[HONG KONG] Hong Kong Exchanges & Clearing Ltd's websites suffered cyberattacks on Thursday, though they were unrelated to the afternoon's derivatives market trading halt, according to its chief executive officer.
Charles Li said that the company has seen distributed denial-of-service attacks against its websites many times this year. The derivatives problem was a software bug in a system provided by a vendor, he said, without giving more details.
HKEX's troubles on Thursday came around the time Hong Kong Chief Executive Carrie Lam was discussing the city's unrest. The halt means that some traders are facing losses, said Louis Tse, Hong Kong-based managing director at VC Asset Management Ltd.

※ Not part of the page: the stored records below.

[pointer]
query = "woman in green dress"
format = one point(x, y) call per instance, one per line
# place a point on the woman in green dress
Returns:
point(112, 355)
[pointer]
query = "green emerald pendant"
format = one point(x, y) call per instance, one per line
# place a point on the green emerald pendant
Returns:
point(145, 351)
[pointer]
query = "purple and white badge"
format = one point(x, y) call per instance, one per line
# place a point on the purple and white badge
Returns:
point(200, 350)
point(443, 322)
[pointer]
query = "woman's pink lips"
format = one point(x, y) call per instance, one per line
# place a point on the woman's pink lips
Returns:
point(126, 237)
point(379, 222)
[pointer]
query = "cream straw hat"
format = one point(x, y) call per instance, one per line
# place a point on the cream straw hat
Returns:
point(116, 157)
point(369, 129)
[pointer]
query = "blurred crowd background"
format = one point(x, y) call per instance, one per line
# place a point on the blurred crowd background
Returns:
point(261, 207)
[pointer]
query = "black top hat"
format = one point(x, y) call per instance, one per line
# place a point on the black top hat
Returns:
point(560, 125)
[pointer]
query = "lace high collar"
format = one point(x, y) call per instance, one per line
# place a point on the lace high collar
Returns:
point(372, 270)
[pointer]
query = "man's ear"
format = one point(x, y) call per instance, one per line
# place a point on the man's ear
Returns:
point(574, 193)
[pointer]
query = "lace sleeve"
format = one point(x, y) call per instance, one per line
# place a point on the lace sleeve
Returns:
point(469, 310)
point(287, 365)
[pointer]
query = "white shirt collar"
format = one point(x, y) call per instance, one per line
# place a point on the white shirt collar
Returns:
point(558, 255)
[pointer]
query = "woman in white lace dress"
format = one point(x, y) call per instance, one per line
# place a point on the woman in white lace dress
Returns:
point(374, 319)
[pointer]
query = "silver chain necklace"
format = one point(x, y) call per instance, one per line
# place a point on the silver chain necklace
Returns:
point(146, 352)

"After Lam announced the withdrawal of the extradition bill and the market went up tremendously, many people decided on short-selling because only one of the five demands was met," he said, referring to the back-and-forth between Lam and protesters. "It's such a coincidence that the derivatives market crashed."
Friday's derivatives trading opened as usual and without any issues, HKEX said in a statement. The malfunctions that caused the halt had been isolated, it said.
"We will continue to review all the procedures, make all effort to reduce the possibility of such a glitch happening again," Mr Li told reporters on Friday morning.
While trading halts due to software issues are almost unheard of in Hong Kong, exchanges around the world have suffered disruptions. Bourses in Vietnam, Indonesia and Singapore have been suspended due to technical malfunctions in recent years.
The London Stock Exchange Group plc halted trading for about an hour and 40 minutes last month - its longest glitch in 8 years - because of what it said was a "technical software issue."
Mr Li said that cyberattacks are an issue many other companies face as well. HKEX said on Thursday that its HKEX.com.hk and HKEXGroup.com websites were "experiencing intermittent technical difficulties". VC Asset Management's Tse said hackers going after the bourse's websites was "very serious".
"I hope it's just a one-time issue, otherwise it will tarnish Hong Kong's reputation," he said.